For many Americans, 2021 is going to feel like a tale of two economies. After all, things got worse for a lot of people during the past year — jobs and businesses were lost, savings was spent, credit cards became a crutch and some even lost their homes.
If there’s one thing we’ve learned from 2020, it’s that the future is never certain. With that in mind, there are three things I recommend doing to make a real difference in your financial health — and wealth — this year.
But first things first: Before you commit to any of these resolutions, you need to know where your money is going, so start by tracking your spending for a month. You can use a simple spreadsheet or an expense-tracking app to record all your purchases (or go old-school with a handwritten list). Don’t judge yourself, just pay attention to what you’re spending your money on. Once you have a better understanding of where it’s going, you can start making a plan.
Budgeting is a little like dieting. You can’t stop spending money or go on a restrictive budget if you don’t know what expenses are actually important to you.
1. Save more
Having a safety net, even a small one, is incredibly helpful. But do yourself a favor and don’t think of it like saving. Think of it as paying your future self. An easy way to do this is with automatic transfers that come out of your paycheck and go directly into your savings account.

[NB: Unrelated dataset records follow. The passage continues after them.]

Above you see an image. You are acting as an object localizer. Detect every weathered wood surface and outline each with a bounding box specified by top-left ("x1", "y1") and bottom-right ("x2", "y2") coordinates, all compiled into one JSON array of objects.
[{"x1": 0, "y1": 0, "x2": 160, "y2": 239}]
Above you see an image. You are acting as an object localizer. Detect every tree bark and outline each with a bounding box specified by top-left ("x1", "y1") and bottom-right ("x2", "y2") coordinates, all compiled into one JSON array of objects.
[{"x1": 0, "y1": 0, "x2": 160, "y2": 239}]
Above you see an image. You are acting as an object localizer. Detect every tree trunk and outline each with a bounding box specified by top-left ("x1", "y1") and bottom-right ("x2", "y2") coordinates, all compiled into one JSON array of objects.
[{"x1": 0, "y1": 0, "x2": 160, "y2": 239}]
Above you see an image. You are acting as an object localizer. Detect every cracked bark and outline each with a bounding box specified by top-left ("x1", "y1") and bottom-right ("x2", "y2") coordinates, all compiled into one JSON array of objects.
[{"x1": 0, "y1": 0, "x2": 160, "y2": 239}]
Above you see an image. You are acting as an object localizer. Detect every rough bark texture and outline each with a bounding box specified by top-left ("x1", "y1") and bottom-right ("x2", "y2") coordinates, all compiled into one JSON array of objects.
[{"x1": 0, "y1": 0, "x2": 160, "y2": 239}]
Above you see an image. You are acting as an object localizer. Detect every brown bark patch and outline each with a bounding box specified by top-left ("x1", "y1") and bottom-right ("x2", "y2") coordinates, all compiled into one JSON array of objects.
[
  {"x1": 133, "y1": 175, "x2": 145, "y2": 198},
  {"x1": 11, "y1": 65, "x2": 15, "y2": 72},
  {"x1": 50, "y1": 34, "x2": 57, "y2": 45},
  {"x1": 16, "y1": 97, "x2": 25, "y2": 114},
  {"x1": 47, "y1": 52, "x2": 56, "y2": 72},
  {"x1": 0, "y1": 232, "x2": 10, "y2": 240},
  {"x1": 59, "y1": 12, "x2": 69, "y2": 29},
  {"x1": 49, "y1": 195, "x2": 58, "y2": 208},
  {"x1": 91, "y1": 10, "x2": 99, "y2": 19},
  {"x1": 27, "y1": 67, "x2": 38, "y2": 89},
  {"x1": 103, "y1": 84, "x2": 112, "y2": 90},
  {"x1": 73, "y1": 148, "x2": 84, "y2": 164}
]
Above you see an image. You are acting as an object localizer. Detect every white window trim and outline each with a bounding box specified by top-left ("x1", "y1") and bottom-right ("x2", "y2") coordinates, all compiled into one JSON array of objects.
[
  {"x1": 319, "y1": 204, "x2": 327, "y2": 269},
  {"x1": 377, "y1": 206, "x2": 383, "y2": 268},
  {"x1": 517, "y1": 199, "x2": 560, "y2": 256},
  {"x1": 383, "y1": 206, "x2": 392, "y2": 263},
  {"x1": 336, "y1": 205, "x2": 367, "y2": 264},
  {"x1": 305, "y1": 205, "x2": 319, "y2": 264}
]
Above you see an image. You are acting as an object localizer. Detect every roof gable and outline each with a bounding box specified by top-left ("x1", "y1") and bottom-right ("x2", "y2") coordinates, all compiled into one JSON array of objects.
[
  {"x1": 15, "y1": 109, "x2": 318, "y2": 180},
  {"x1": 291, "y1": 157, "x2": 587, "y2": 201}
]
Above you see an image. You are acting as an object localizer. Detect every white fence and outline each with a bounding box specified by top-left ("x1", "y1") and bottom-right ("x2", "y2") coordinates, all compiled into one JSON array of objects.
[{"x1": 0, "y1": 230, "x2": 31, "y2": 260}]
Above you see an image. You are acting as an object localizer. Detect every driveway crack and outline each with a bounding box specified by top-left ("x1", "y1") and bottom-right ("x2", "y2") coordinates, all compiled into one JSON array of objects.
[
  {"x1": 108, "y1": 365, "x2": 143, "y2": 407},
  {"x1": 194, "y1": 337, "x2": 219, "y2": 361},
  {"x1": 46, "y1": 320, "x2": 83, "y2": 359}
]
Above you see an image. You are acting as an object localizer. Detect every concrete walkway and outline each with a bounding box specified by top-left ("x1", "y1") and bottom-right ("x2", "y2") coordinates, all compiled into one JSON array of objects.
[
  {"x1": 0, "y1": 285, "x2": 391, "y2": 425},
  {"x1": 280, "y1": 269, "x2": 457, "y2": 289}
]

These small amounts can really add up. For example, you may dread the thought of paying your annual holiday spending bill a couple weeks after you make all those purchases. But you don’t have to wait until next January to figure out your budget for the 2021 holiday season. If you automate a $25 transfer out of each paycheck from now until Thanksgiving, you’ll have $600 to set aside for next year’s holidays. If you put that money into a high-yield savings account, you’ll have even more.
2. Pay down debt
If you’re paying down debt, whether it’s loans, tax payments, credit cards or something else you owe, you want to figure out how to pay it off. If you have high-interest debt like credit cards, for example, paying off your biggest debt first will save you more money in the long run. However, if you have a hard time staying motivated to chip away at your credit card payments, paying them off smallest to biggest may be a better strategy for you.
3. Spend less
There are actually quite a few ways to spend less money. Evaluate your expenses and figure out which ones are unnecessary. Do you really need to order takeout as often as you do? Must you subscribe to all those TV channels or streaming networks? Can you live without memberships to some of the organizations you belong to? Have any of your free magazine subscriptions rolled over into paid subscriptions? (Cancel them.) Can you weed out any digital subscriptions? If you’re working out at home, how about freezing or canceling your gym membership?

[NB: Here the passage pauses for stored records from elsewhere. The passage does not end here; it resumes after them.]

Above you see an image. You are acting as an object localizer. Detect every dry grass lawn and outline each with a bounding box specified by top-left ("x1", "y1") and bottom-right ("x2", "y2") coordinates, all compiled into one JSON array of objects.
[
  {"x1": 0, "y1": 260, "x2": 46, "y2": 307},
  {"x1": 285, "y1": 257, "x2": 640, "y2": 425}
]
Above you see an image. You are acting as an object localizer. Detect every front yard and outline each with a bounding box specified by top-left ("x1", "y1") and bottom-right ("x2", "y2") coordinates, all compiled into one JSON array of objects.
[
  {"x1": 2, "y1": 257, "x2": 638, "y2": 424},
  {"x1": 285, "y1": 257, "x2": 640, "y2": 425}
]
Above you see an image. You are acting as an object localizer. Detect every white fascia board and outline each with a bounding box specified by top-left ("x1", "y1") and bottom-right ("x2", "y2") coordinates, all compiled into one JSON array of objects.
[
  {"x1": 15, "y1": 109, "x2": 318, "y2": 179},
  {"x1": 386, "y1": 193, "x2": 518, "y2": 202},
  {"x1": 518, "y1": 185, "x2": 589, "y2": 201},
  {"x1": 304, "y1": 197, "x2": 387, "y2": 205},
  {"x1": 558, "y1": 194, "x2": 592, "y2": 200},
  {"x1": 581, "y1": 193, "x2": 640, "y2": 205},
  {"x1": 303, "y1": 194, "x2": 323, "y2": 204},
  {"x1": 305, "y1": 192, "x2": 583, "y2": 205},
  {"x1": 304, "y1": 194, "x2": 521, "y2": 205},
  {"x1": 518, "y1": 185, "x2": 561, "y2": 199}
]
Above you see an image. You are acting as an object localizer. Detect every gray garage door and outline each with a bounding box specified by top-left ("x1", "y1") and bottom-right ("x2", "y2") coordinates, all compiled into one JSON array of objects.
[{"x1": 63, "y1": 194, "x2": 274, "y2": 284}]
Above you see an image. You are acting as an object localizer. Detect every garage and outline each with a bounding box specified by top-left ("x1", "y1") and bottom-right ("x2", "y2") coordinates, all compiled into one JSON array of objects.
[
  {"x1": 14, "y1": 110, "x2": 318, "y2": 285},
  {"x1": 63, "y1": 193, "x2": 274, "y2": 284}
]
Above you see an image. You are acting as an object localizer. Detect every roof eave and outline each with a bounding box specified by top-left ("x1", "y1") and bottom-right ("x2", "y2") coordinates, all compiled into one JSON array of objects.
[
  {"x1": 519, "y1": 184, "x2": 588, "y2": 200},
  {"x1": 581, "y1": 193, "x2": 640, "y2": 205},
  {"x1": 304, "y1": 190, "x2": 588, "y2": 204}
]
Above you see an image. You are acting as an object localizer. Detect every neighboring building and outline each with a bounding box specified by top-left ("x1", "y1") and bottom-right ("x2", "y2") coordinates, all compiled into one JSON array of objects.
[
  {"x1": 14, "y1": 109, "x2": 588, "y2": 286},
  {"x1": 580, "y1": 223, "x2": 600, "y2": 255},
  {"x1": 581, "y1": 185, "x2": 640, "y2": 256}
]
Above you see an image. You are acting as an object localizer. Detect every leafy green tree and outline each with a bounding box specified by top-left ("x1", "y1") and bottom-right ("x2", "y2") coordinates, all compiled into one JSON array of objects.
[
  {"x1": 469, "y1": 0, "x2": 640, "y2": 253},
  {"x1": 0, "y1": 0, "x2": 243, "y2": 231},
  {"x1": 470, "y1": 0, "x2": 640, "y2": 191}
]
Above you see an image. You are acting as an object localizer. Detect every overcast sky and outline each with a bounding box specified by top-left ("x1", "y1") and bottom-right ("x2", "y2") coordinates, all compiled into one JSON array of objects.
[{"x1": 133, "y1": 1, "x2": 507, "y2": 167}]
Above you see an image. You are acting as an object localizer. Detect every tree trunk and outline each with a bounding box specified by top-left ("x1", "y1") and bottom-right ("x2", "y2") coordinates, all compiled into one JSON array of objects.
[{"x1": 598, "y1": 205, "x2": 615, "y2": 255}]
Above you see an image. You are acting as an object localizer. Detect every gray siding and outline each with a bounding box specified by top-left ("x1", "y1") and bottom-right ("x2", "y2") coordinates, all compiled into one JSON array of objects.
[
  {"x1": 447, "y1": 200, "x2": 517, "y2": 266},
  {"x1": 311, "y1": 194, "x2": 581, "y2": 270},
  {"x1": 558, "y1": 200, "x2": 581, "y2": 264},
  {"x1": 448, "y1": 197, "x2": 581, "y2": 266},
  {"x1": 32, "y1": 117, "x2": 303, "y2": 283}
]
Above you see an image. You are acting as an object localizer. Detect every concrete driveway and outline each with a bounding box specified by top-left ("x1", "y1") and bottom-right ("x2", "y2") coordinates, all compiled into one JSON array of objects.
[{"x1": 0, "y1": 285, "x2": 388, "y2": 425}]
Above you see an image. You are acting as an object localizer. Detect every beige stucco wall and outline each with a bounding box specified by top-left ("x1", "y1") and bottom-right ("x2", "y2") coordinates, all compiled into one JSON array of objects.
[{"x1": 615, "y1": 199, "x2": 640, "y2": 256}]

Another way you can spend less is by consolidating debt on high-interest credit cards and transferring balances to a card that offers 0% interest for at least a year. Just watch out for fees and make sure you’re only transferring an amount that you can realistically pay off before the introductory rate jumps up. Refinancing with a low-interest loan is another option to consider.
There’s no time like the present to make — and stick — to new financial resolutions for the new year. It’s all about taking the time (no matter how hard it may be to squeeze it in), doing some planning and keeping your eye on the prize.